Basta parar no sinal vermelho para que as batidinhas nas janelas dos carros comecem. São vendedores de todo tipo de artigo. Água, refrigerante, suco, balas, acessórios para carro e ainda o serviço de limpeza de para-brisa. Tudo acompanhado de uma performance artística com show de malabares.
Um comércio pulsante feito nos semáforos de Cuiabá por empreendedores formados pela necessidade e que, com o tempo, descobriram que a liberdade da rua não tem preço.
Willer Dias, 37 anos, trabalha há 20 anos nas ruas. Ele vende limpadores de para-brisa que variam entre R$ 20 e R$ 30, conforme o modelo do veículo.
No currículo, ele carrega a experiência como cozinheiro, manobrista, mensageiro e taxista. Porém, afirma que, hoje, não aceita mais trabalhos formais como os que já passou, por conta do salário.
“Eles querem pagar para uma pessoa com pouco estudo no máximo R$ 1,5 mil. Este dinheiro não dá para nada. Sem contar aquela coisa de cumprir horário, que eu não quero mais”.
Para Dias, a rua é o melhor lugar para se trabalhar e, por dia, ele consegue faturar entre R$ 150 e R$ 200.
A rua transformada em picadeiro
Miogo é o nome provisório do personagem criado por Jefferson. Ele é um profissional da arte da palhaçaria, malabares e frequentemente faz seu show na Avenida Mato Grosso.
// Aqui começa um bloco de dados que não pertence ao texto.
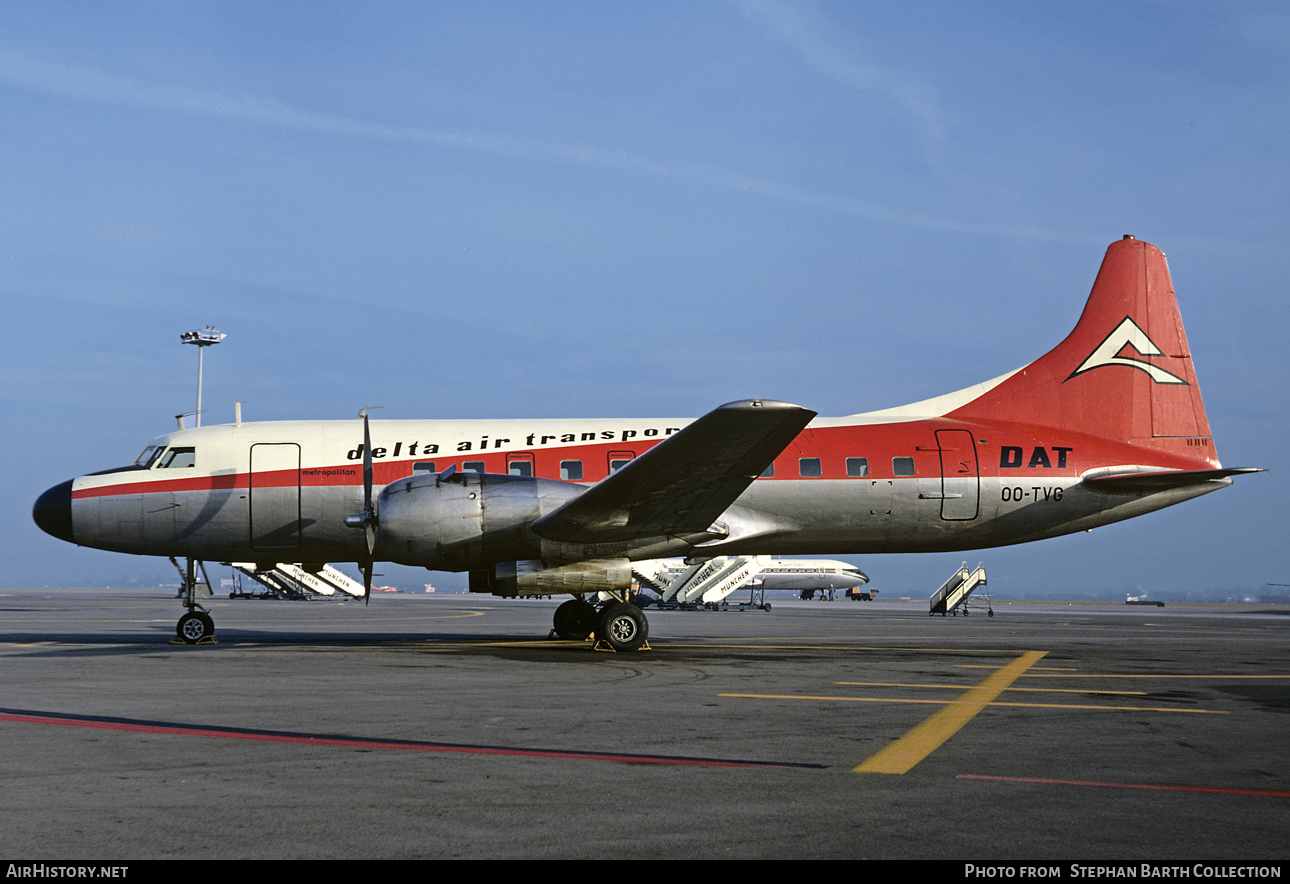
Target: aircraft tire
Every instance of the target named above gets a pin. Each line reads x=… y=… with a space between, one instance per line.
x=195 y=626
x=574 y=620
x=622 y=626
Os ganhos do nobre palhaço são menores, não passam dos R$ 50 diários. Porém, ele usa a rua para divulgar o seu trabalho e conseguir outros freelances.
Foi no semáforo que conseguiu um contrato para atuar na animação de uma festa de Carnaval em Várzea Grande e também teve a chance de se apresentar em um baile de debutantes que tinha como tema o picadeiro.
“Além de ser um cartão de visita, a rua é o melhor lugar do mundo para um artista testar. Aqui, o público traz sempre a verdade. Quando não tem graça, não tem acordo”.
Miogo diz que, normalmente, as gorjetas são pequenas, mas uma vez chegou a ganhar R$ 100.
“A mulher me entregou bem enroladinho. Ela disse parabéns e toma o dinheiro para tomar um café. Naquela correria do semáforo abrir, eu coloquei no bolso. Pensei que era R$ 2 por causa da cor da nota. Quando fui abrir, nem acreditei”.
Limpeza forçada
Cleomar Rodrigues da Costa, 27, está há 2 anos jogando água com detergente no para-brisa das pessoas e limpando com um pequeno rodo.
“Jogamos sem a pessoa pedir. Se não jogamos, não ganhamos, porque ninguém quer”.
A estratégia de “marketing” usada pelo trabalhador de rua, nem sempre é bem aceita pelos motoristas. Ele mesmo relata que muitas vezes enfrenta o mau humor das pessoas e até mesmo é alvo de violência.
“Um cara passou com o carro sobre o meu pé. Fiquei dias deitado na cama com febre, não conseguia nem me mexer”.
Segundo Cleomar, a esposa dele pede para ele mudar de trabalho todos os dias. Ela tem medo que aconteça algo, porque acha a rua muito violenta.
“Eu não quero sair daqui. Posso falar com as pessoas, brincar e, ao mesmo tempo, ganhar meu dinheiro. Todos os dias faço no mínimo R$ 150, mas começo às 8 da manhã e paro depois das 21h”.
Nem todo motorista gosta do comércio
O técnico do SUS, Benedito Queiroz, de 55 anos, não gosta da ação dos trabalhadores no semáforo. Ele acha que eles atrapalham o fluxo do trânsito, brigam entre si e, muitas vezes, usam a coação para conseguir o dinheiro.
“Eles se aproveitam das mulheres. Quando é um homem no volante, mudam o comportamento”.
Queiroz é nascido e criado em Cuiabá e diz que o aumento dos trabalhadores de rua aconteceu recentemente, a partir de 2010. Segundo ele, é uma nova realidade para o cuiabano.
“E chegou para ficar. O tempo não volta e teremos que conviver com isso”.